How to determine the "total number of relevant documents" in calculatiion of Recall in Precision and Recall if it's not known? Can it be estimated?
On Wikipedia there is a practical example of calculating Precision and Recall:
When a search engine returns 30 pages, only 20 of which are relevant, while failing to return 40 additional relevant pages, its precision is 20/30 = 2/3, which tells us how valid the results are, while its recall is 20/60 = 1/3, which tells us how complete the results are.
I absolutely don't understand how one can use the Precision and Recall in real/life scenario of total number of relevant documents is needed.

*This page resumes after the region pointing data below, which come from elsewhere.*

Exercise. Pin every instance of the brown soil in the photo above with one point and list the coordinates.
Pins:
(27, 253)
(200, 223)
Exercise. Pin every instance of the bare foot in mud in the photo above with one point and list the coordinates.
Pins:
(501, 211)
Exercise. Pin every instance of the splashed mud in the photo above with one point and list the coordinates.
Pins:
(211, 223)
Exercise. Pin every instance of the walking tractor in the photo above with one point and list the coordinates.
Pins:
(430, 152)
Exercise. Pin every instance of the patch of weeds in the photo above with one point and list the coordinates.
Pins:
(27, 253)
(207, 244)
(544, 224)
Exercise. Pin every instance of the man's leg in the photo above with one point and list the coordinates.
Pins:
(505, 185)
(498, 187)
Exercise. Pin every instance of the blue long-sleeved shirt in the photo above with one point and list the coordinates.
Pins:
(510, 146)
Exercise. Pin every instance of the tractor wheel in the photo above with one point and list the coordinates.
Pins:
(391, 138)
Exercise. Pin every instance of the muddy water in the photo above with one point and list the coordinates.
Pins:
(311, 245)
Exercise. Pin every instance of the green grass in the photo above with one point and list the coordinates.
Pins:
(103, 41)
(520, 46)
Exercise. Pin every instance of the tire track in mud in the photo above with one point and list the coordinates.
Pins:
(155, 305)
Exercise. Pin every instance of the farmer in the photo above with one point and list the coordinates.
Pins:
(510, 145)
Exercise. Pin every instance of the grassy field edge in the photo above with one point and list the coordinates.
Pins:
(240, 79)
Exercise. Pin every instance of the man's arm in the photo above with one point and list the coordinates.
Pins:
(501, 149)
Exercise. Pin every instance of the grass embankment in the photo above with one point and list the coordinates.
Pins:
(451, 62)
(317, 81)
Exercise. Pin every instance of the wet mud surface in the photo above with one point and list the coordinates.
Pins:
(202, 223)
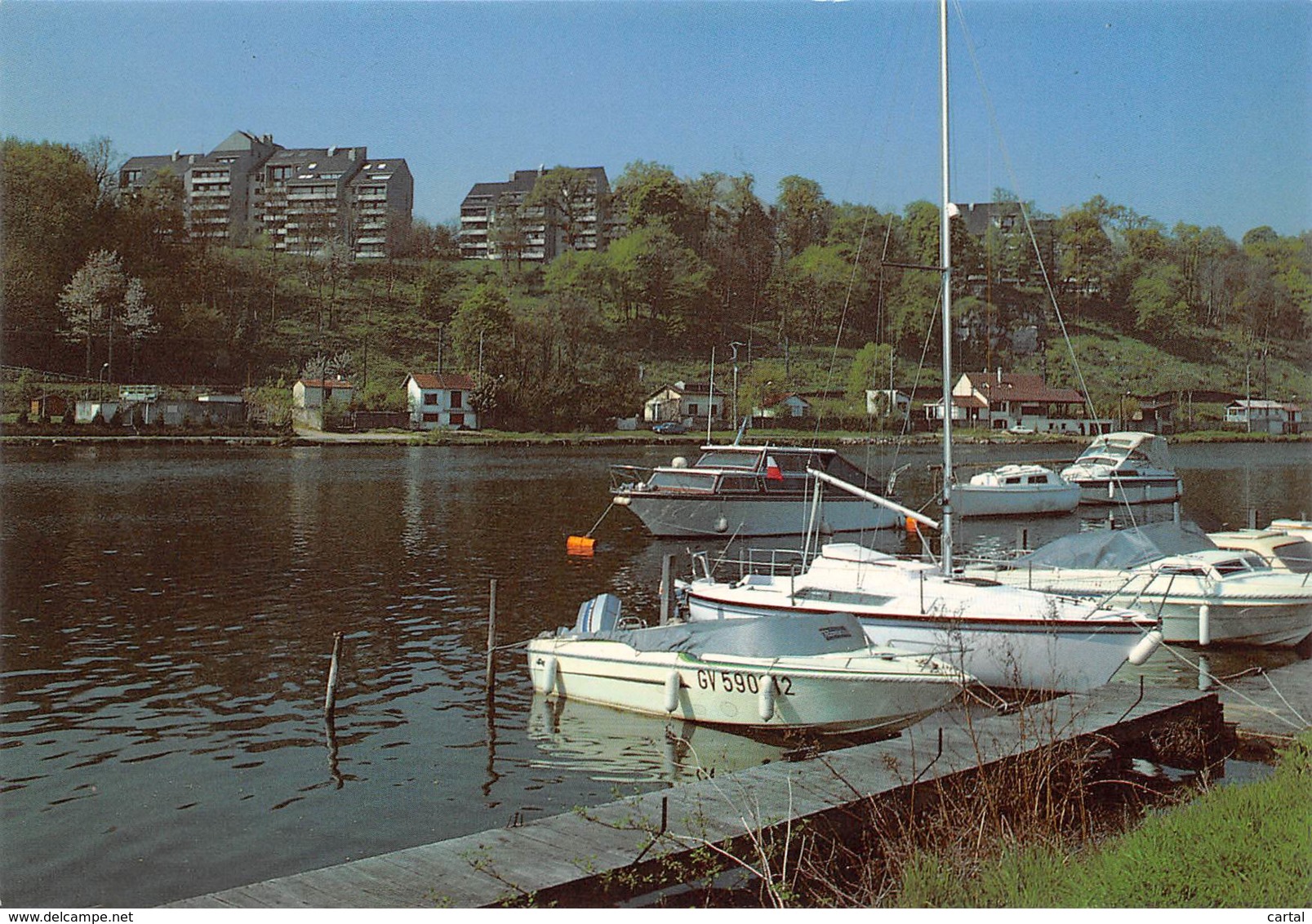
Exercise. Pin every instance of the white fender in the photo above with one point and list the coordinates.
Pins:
(550, 671)
(1147, 645)
(765, 699)
(672, 686)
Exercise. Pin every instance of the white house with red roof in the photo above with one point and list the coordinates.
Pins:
(441, 401)
(1003, 401)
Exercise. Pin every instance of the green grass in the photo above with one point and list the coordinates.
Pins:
(1234, 846)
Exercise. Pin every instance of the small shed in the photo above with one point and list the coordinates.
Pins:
(683, 401)
(314, 393)
(49, 407)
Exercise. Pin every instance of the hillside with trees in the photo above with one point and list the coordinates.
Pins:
(815, 295)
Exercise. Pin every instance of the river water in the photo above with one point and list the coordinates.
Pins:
(168, 615)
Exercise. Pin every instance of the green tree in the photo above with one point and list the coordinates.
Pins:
(871, 368)
(91, 300)
(566, 196)
(483, 332)
(49, 226)
(803, 214)
(1158, 300)
(663, 278)
(647, 192)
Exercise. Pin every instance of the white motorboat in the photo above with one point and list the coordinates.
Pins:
(1125, 468)
(1283, 552)
(1294, 526)
(816, 675)
(1001, 636)
(1016, 490)
(745, 491)
(1201, 592)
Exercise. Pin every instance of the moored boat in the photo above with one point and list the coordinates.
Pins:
(745, 491)
(816, 675)
(1283, 552)
(1125, 468)
(1001, 636)
(1016, 490)
(1202, 593)
(1004, 637)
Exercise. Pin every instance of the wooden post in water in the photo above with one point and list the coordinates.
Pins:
(491, 667)
(667, 589)
(331, 696)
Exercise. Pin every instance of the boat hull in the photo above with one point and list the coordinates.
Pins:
(728, 692)
(1104, 491)
(1070, 656)
(715, 515)
(1231, 620)
(975, 500)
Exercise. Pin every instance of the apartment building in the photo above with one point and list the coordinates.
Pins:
(497, 224)
(300, 198)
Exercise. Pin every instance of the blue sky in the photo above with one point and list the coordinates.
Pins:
(1198, 110)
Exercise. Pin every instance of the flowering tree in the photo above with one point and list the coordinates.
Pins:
(90, 300)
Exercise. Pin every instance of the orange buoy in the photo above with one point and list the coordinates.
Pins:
(580, 545)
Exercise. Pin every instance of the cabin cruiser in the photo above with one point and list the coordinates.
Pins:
(1016, 490)
(1125, 468)
(1283, 552)
(1202, 593)
(743, 491)
(817, 675)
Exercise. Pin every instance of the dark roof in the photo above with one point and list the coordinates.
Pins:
(1021, 388)
(449, 381)
(523, 181)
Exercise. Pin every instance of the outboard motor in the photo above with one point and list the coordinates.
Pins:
(598, 615)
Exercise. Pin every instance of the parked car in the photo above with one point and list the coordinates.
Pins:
(670, 428)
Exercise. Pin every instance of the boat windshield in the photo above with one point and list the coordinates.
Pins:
(723, 458)
(841, 597)
(683, 479)
(1247, 562)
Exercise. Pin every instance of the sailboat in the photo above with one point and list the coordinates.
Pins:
(1001, 636)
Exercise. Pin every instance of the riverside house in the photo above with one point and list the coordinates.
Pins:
(440, 401)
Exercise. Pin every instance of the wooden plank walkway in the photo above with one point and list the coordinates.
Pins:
(568, 859)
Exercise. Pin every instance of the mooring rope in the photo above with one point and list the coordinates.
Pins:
(1298, 726)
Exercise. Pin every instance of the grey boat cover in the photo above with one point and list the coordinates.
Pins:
(1118, 549)
(764, 637)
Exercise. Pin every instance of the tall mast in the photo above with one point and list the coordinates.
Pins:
(945, 256)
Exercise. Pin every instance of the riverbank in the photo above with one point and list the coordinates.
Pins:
(1035, 807)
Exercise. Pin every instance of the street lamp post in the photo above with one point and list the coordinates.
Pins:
(734, 347)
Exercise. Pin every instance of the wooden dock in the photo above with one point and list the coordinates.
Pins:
(583, 859)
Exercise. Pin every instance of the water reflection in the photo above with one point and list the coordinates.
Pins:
(611, 746)
(168, 622)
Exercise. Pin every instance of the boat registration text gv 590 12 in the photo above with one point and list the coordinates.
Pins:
(737, 682)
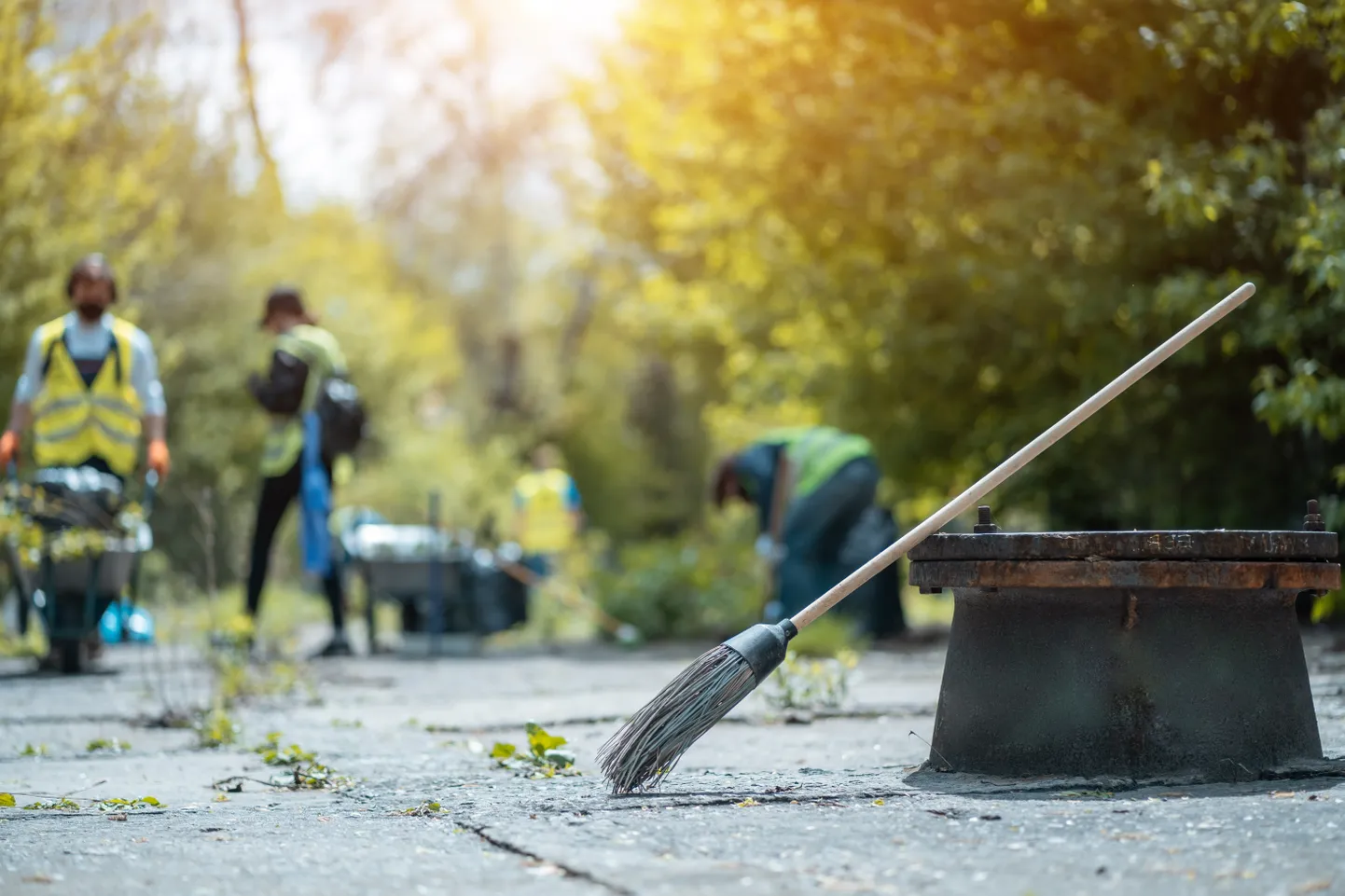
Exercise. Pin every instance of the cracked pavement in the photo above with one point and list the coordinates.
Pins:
(760, 805)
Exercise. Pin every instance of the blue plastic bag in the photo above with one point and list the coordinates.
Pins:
(315, 503)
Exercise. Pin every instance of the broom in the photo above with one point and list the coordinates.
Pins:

For example, In my scenario, I have a set of about 9000 collected documents and I am creating a recommender system with several algorithms (like Tf-idf, Doc2Vec, LDA...). It has to recommend the TOP 20 most similar recommendations (articles) based on one selected article. Since I am not going to count the number of all relevant articles manually in 9000 documents for every recommender query, what is a relevant way to estimate the total number of relevant articles so that I can calculate Recall and then proceed to calculate Average Precision?
The only information I found about this problem are this lecture notes where they suggest to create pool of the result:
There are several ways of creating a pool of relevant records: one method is to use all the relevant records found from different searches, another is to manually scan several journals to identify a set of relevant papers.
But I'm trying to find more information on this method of pools elsewhere.
Common sense is telling me that this can be a valid approach: To take, say, 50 random documents and manually count the number of relevant documents in that random sample and estimate the total number of relevant documents from that. Can this be a valid approach? I imagine I could do this for a few recommendation results (although it would be a bit time consuming) or have some test users selected.